Lalu bagaimana dengan serangan bank bahwa BI terlalu jauh melakukan intervensi? Mari kita lihat dulu tujuan dan tugas pokok Bank Indonesia menurut Undang-Undang Nomor 3 Tahun 2004, yang merupakan perubahan atas UU Nomor 23 tahun 1999. Salah satu tugas pokok BI untuk mencapai tujuan Bank Indonesia- yaitu  mencapai dan memelihara kestabilan nilai rupiah, adalah pengaturan dan pengawasan bank. Mungkin yang diperdebatkan adalah seberapa jauh batas-batas atau wewenang BI dalam melakukan pengaturan dan pengawasan bank. Kita mungkin bisa berdebat dan perang opini tentang itu. Namun menurut opini saya, jika itu sudah masuk ranah kinerja bank dalam percaturan di tingkat international, atau kontribusi bank dalam menjaga dan mendorong perekonomian nasional, BI pun juga syah-syah saja berencana menbuat Peraturan Bank Indonesia (PBI) mengenai remunerasi di perbankan nasional. Argumentasi BOPO yang sangat tinggi yang berpotensi padak inefisiensi bank bisa berdampak pada resiko perbankan saat ini atau di masa yang akan datang. Sisi inilah yang menjadi dasar pemikiran BI untuk menerbitkan PBI. Selain itu, sorotan terhadap gaji dan bonus para bankir, yang kadang disebut "terlalu tinggi", sudah menjadi pembicaraan dunia perbankan di tingkat international. "Compensation at significant financial institutions is one factor among many that contributed to the financial crisis that began in 2007", demikian pernyataan Bank for International Settlement pada akhir tahun 2010. Saya akan sedikit mengulas tentang hal tersebut untuk memberikan perspektif lain dari lembaga international terkait, yang bisa saja menjadi rujukan untuk BI dalam pengaturan remunerasi. Pertama kita lihat dulu pernyataan dari Financial Stability Forum (FSF) yang telah dipublikakan dalam dokumen berjudul "FSF Principles for Sound Compensation Practices" pada tanggal 2 April 2009.

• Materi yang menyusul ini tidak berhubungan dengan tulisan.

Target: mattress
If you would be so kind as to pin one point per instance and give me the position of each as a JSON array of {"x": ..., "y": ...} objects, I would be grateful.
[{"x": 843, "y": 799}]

"The FSF Principles for Sound Compensation Practices aim to ensure effective governance of compensation, alignment of compensation with prudent risk taking and effective supervisory oversight and stakeholder engagement in compensation. The benefits of sound compensation practices will be achieved only if there is determined and coordinated action by national regulators, facilitated if necessary by suitable legislative powers and supported by national governments"

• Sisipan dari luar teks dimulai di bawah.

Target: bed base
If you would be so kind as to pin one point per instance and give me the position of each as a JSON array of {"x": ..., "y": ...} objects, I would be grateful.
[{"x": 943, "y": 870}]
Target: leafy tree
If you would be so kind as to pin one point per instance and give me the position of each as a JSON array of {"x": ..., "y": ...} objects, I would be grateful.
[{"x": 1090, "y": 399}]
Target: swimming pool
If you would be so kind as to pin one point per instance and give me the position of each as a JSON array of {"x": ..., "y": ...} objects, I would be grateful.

Selanjutnya Financial Stability Board (FSB) pun mengeluarkan "FSB Principles for Sound Compensation Practices, Implementation Standards" pada tanggal 25 September 2009. FSB merupakan lembaga di tingkat international yang berpusat di Bassel Swiss, yang didirikan untuk koordinasi kegiatan di tingkat international dari otoritas keuangan nasional dan berbagai badan standar international, serta untuk mengembangkan dan mempromosikan implementasi regulasi dan pengawasan yang efektif, dan kebijakan sektor keuangan lainnya. BI pun merupakan salah satu anggota dari FSB. Jadi kemungkinan BI pun sudah mempunyai "teman" dan rujukan terkait dengan rencananya untuk mengatur remunerasi para bankir di Indonesia.  Saya kutip sebagian pernyataan FSB mengenai standar implementasi mengenai remunerasi,

"Significant financial institutions should ensure that total variable compensation does not limit their ability to strengthen their capital base. The extent to which capital needs to be built up should be a function of a firm’s current capital position. National supervisors should limit variable compensation as a percentage of total net revenues when it is inconsistent with the maintenance of a sound capital base."

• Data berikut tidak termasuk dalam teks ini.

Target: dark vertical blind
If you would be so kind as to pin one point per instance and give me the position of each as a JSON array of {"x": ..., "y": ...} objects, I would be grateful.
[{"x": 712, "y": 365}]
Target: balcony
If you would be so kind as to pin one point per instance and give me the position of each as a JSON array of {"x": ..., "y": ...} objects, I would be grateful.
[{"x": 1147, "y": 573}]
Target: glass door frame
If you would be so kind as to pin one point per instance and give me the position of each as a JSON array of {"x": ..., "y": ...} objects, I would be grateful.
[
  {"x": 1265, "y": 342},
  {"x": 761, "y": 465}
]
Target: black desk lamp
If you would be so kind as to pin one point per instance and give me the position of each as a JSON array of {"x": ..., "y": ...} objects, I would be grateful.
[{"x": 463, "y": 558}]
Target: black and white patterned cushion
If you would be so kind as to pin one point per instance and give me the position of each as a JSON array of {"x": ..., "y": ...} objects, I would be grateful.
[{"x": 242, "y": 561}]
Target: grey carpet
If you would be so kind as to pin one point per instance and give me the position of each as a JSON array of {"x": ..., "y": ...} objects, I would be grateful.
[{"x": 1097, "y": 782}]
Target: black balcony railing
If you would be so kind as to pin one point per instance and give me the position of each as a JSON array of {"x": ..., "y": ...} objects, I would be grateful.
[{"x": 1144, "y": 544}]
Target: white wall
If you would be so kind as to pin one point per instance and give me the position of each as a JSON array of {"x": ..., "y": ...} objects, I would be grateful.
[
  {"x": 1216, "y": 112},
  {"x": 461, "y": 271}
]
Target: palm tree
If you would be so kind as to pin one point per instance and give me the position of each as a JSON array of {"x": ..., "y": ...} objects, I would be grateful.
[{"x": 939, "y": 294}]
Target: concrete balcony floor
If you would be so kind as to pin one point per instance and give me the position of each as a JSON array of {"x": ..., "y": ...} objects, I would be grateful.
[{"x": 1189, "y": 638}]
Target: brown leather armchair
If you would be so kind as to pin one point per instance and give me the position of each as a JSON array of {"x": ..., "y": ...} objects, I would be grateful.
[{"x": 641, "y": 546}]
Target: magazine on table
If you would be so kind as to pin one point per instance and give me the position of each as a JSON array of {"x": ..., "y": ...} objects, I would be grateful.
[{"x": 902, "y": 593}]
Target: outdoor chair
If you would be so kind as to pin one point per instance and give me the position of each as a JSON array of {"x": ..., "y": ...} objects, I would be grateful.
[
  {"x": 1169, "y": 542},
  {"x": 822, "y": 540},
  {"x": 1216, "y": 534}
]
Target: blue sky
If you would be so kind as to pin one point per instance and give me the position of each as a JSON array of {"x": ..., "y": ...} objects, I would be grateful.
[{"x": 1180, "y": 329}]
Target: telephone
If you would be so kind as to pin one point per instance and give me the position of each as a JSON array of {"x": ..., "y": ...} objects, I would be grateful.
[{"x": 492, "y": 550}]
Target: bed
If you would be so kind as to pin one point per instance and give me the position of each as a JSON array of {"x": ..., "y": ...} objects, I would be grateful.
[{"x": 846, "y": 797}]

Rekomendasi atau publikasi dari FSF dan FSB selanjutnya di respon oleh BIS - sebuah "paguyuban" bank sentral di seluruh dunia. Salah satu organ dalam BIS tersebut adalah Basel Committe on Banking Supervision, biang yang membuat berbagai kebijakan, peraturan, atau standar-standar regulasi yang diadopsi oleh seluruh bank sentral, termasuk BI tentunya. Pada Desember 2010, BIS mempublikasikan "Pillar 3 disclosure requirements for remuneration". Publikasi tersebut masih bersifat Consultative Document, yang masih menerima saran dan masukan sampai tanggal 25 February 2011. Saya kutip sebagai kecil isi dokumen tersebut, khususnya mengenai pengungkapan praktek remunerasi.

"...banks will be requested to disclose qualitative and quantitative information about their remuneration practices and policies covering the following areas: The governance/committee structures, The design/operation of remuneration structure, frequency of review, The independence of remuneration for risk/compliance staff,  The risk adjustment methodologies, The link between remuneration and performance, The long-term performance measures, and The types of remuneration"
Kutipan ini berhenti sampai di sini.